Remember Nancy Pelosi’s infamous statement about congressional approval of ObamaCare — “We have to vote on it before we see what’s in it”?
We’re getting a bad sequel in the Federal Communications Commission’s secretive overhaul of Internet regulation. Call it, “We have to approve it before you get to see it.”
The policy specifics of the FCC’s decision impacting so-called “Net neutrality” are troubling in and of themselves
The Internet — which arose out of a US Department of Defense program linking various computers — has been lightly regulated over the several decades in which it evolved into the personal and commercial backbone of the Information Age.
The upcoming FCC change would re-classify the Internet as a public utility.

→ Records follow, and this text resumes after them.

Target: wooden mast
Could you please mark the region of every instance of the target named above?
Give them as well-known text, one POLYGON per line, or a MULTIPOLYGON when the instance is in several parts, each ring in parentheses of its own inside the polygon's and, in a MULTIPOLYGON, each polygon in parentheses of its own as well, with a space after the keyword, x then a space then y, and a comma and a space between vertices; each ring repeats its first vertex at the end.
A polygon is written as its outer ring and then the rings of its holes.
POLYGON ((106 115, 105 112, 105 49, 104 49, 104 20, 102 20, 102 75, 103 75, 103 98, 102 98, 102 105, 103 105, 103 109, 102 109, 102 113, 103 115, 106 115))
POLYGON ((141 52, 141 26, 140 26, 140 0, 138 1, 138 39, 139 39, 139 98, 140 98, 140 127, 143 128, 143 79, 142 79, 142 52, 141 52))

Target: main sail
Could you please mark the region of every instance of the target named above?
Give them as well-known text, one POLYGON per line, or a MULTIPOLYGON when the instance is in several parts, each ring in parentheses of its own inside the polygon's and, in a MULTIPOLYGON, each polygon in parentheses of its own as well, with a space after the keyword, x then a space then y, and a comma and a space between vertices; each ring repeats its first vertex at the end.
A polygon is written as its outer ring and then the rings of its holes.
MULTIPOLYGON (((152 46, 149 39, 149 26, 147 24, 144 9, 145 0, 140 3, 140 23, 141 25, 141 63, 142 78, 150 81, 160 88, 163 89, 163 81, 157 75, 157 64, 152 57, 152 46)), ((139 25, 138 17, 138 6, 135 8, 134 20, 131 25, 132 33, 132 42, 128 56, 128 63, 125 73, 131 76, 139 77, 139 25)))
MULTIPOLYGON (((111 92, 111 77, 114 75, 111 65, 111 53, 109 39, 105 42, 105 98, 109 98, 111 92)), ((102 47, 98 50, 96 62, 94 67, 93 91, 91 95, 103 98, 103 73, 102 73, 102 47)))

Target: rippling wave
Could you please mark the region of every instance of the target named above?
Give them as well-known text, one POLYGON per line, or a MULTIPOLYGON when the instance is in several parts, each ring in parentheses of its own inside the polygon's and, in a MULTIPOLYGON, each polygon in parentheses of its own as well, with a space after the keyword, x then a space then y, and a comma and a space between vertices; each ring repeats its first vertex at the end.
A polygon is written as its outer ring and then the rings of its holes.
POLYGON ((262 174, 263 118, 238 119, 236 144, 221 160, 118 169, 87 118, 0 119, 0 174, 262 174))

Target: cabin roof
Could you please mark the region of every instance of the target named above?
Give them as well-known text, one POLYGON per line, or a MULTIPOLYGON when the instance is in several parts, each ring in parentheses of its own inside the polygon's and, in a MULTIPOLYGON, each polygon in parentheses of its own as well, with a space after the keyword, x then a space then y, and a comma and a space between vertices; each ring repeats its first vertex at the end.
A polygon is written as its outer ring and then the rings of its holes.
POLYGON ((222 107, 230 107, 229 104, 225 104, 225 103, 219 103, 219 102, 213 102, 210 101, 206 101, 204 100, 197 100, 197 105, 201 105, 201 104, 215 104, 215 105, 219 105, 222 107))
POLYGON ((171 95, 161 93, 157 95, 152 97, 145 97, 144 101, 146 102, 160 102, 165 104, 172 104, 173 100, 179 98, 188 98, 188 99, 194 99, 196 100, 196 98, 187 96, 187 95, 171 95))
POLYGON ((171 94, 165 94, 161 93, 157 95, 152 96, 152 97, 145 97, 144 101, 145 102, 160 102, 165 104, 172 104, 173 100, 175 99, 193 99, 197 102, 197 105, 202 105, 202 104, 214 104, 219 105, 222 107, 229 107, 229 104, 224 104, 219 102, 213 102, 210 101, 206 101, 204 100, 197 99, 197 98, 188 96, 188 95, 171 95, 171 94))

This would allow the heavy hand of government to determine how much and how fast broadband data is delivered to consumers. The likeliest casualty of such a move would be the incredible Internet-driven innovations of the last two decades.
FCC Chairman Tom Wheeler resisted this change until — according to The Wall Street Journal — President Obama and the White House began pressuring the supposedly independent agency. Wheeler publicly surrendered in a Journal op-ed last week.
As bad as this is on the merits, even worse is how the public will learn the details. The answer is it won’t, at least until it is too late — because the FCC isn’t releasing the full copy of its 332-page Net-neutrality assessment until after the commissioners vote on it later this month.
Bad enough this is almost exactly how ObamaCare was passed. Worse will be if the FCC ends up doing to the Internet what ObamaCare did to health care.